Charles may be accustomed to being served his meals, but the tables were turned at Assiniboine Park Zoo when he played waiter to Hudson the polar bear.
There was a look of mock trepidation on the prince's face as he got up close and personal with the 200-kilogram beast sitting on the other side of a chain-link fence.
Charles used tongs to offer fish to the two-year-old Hudson, who happily gobbled up the treat.
The prince remarked on the size of Hudson's paws and a zookeeper explained how polar bears in the wild can pull prey from the water with one swipe.
While Charles was sharing face time with a bear, Camilla visited the Royal Winnipeg Ballet with Prime Minister Stephen Harper's wife, Laureen.
The Duchess of Cornwall, wearing a silver-blue dress and coat, toured the wardrobe and costume department, where she called the costumes "works of art."

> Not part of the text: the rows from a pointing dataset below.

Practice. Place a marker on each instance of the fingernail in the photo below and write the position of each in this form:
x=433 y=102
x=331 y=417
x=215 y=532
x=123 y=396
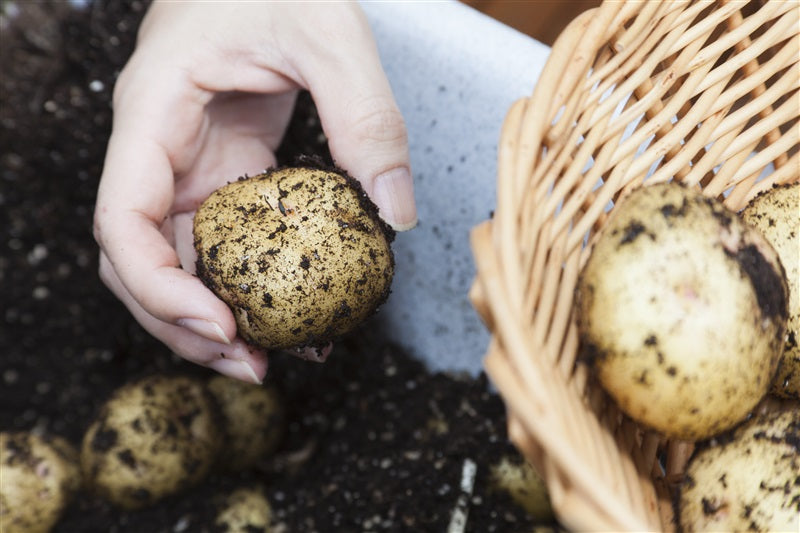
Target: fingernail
x=236 y=369
x=394 y=196
x=205 y=328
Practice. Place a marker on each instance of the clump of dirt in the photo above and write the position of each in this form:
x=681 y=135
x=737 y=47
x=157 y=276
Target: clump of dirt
x=374 y=441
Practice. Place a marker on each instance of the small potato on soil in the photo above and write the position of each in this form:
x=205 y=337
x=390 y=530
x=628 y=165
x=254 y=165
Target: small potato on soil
x=253 y=418
x=748 y=480
x=776 y=214
x=38 y=478
x=523 y=483
x=682 y=310
x=245 y=510
x=299 y=254
x=154 y=437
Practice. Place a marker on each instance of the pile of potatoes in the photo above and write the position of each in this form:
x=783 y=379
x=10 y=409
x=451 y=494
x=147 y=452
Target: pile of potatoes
x=688 y=315
x=153 y=438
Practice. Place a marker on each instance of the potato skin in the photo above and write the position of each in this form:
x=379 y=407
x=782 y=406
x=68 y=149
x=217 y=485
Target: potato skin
x=681 y=309
x=299 y=254
x=524 y=484
x=38 y=478
x=154 y=437
x=776 y=214
x=253 y=421
x=244 y=510
x=748 y=480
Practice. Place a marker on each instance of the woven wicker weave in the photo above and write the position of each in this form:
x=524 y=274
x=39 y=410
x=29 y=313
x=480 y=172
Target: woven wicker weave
x=633 y=92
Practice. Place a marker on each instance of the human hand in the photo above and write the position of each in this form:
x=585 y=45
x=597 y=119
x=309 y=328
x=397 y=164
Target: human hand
x=206 y=97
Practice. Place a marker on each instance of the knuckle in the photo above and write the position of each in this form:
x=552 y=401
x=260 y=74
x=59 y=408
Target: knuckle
x=378 y=121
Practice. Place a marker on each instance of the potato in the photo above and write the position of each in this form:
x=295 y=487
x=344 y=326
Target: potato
x=523 y=483
x=747 y=481
x=253 y=418
x=682 y=309
x=38 y=478
x=299 y=254
x=154 y=437
x=246 y=510
x=776 y=214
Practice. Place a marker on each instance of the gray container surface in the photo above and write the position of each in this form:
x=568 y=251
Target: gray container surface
x=454 y=72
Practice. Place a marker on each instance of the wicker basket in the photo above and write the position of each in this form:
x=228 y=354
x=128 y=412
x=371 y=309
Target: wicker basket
x=701 y=92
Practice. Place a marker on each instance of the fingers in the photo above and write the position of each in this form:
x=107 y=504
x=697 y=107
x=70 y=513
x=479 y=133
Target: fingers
x=365 y=128
x=133 y=199
x=191 y=341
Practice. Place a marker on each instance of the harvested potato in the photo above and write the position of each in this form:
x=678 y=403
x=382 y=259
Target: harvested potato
x=38 y=478
x=299 y=254
x=252 y=419
x=154 y=437
x=682 y=311
x=523 y=483
x=776 y=214
x=747 y=481
x=245 y=510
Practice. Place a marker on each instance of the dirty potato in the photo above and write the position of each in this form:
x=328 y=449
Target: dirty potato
x=522 y=482
x=776 y=214
x=244 y=510
x=682 y=311
x=748 y=480
x=299 y=254
x=154 y=437
x=39 y=476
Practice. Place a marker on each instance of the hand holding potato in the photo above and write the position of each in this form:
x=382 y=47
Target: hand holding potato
x=206 y=97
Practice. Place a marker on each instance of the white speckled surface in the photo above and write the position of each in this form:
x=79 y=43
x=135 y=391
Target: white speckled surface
x=455 y=72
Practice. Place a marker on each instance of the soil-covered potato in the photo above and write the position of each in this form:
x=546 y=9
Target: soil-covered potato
x=253 y=420
x=776 y=214
x=38 y=478
x=245 y=510
x=299 y=254
x=154 y=437
x=748 y=480
x=522 y=482
x=682 y=311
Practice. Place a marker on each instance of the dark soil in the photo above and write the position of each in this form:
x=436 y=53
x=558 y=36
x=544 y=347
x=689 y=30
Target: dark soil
x=374 y=442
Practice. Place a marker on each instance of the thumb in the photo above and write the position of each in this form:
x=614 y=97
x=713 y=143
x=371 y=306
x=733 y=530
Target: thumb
x=365 y=129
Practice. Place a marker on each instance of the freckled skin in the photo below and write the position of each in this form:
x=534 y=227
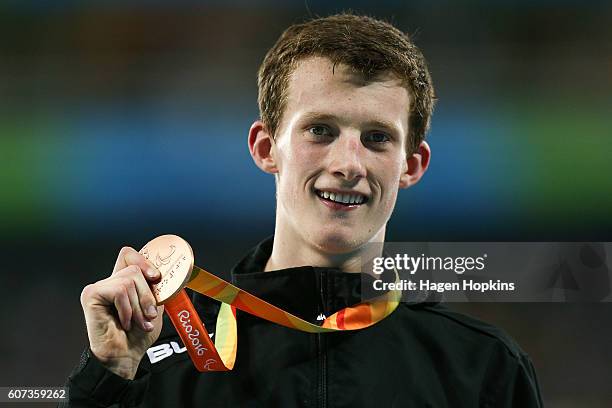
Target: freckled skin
x=323 y=97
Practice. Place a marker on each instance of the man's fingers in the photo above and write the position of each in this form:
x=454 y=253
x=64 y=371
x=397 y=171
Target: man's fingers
x=141 y=298
x=129 y=256
x=124 y=309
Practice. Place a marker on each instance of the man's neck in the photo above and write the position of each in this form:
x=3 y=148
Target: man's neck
x=292 y=250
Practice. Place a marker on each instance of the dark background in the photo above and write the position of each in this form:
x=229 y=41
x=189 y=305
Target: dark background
x=121 y=121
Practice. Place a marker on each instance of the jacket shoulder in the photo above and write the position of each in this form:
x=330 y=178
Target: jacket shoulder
x=458 y=323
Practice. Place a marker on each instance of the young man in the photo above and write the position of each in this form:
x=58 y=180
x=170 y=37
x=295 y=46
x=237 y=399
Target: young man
x=345 y=104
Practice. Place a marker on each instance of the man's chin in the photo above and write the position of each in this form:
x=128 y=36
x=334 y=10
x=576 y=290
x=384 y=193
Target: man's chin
x=337 y=243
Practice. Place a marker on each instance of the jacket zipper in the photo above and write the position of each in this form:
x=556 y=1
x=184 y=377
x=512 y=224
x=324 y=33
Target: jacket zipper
x=322 y=386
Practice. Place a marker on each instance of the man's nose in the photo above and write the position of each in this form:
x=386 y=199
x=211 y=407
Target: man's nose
x=347 y=157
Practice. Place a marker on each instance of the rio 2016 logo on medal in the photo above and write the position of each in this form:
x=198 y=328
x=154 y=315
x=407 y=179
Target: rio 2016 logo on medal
x=173 y=256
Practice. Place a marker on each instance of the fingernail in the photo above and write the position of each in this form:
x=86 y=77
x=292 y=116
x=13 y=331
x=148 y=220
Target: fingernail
x=152 y=273
x=152 y=311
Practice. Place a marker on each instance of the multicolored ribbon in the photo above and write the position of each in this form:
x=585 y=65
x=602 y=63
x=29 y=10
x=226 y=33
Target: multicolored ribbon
x=221 y=355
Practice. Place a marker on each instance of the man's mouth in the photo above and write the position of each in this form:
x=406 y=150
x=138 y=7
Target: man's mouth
x=342 y=198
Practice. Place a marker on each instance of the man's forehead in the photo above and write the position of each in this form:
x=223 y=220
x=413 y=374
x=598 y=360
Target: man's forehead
x=317 y=84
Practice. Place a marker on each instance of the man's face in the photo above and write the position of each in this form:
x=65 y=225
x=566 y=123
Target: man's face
x=340 y=151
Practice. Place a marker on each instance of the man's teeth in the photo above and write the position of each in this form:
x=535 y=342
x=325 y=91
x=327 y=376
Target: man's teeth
x=342 y=198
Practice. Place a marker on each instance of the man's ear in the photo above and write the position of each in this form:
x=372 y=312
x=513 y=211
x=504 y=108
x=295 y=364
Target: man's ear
x=417 y=165
x=261 y=146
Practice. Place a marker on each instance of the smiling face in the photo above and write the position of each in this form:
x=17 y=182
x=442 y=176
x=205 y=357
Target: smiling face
x=339 y=156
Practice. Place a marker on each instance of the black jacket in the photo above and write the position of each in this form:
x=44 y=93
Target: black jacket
x=422 y=355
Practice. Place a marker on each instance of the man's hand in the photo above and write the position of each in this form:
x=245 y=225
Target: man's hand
x=122 y=318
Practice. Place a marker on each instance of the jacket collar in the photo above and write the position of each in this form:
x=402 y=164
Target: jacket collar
x=305 y=291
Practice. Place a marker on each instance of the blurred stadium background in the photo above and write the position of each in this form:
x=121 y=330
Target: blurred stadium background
x=123 y=120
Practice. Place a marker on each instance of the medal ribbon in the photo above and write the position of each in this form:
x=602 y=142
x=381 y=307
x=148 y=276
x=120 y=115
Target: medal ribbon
x=221 y=355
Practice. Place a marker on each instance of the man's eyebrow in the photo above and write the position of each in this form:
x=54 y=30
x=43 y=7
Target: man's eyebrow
x=375 y=123
x=315 y=116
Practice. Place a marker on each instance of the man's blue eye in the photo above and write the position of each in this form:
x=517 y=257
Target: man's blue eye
x=377 y=137
x=319 y=131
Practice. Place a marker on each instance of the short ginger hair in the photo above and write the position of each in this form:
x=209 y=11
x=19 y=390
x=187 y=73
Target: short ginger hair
x=370 y=47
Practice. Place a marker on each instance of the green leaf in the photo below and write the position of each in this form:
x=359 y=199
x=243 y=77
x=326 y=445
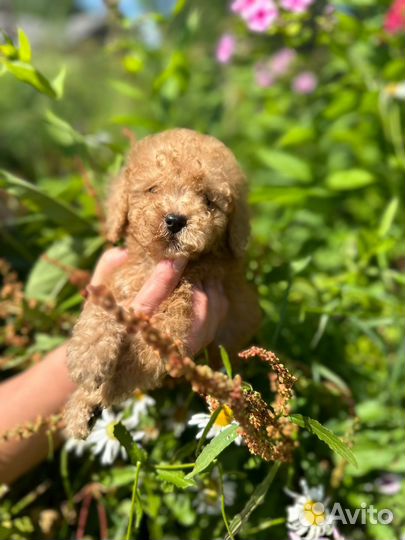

"Look at all the shoes," she commented as she examined the ballet footwear.
Wardrobe director Alena Zharska explained how the costumes are put together and showed Camilla a pattern for a tutu.
"How long does this take to make?" asked the duchess.
"Usually 50 to 60 hours," Zharska explained.
The duchess attended a ballet class for those with physical and developmental disabilities, watched a pas de deux and unveiled a coin designed by the Royal Canadian Mint in honour of the ballet's 75th anniversary.
Hudson was not the only bear to make his way onto the royal agenda.
Charles and Camilla toured a small gallery of artwork, books and other materials connected to Winnie, a black bear named after Winnipeg and who inspired the "Winnie the Pooh" stories by children's author A.A. Milne
The couple looked at an oil painting from 1930 by Ernest Shepard of the bear staring into a honey pot and saw a photo of the original bear as well.
"They're so familiar," Charles said to Camilla.
The day began at the Red River College's Stevenson aircraft hangar, where the royal couple joined the Harpers.
Charles and Camilla took turns throwing paper airplanes folded by children and were presented with a tiny aviator's jacket for their grandson, Prince George.
In a speech, Charles observed that things are different in the province from when he last visited in 1996, but one thing remains the same.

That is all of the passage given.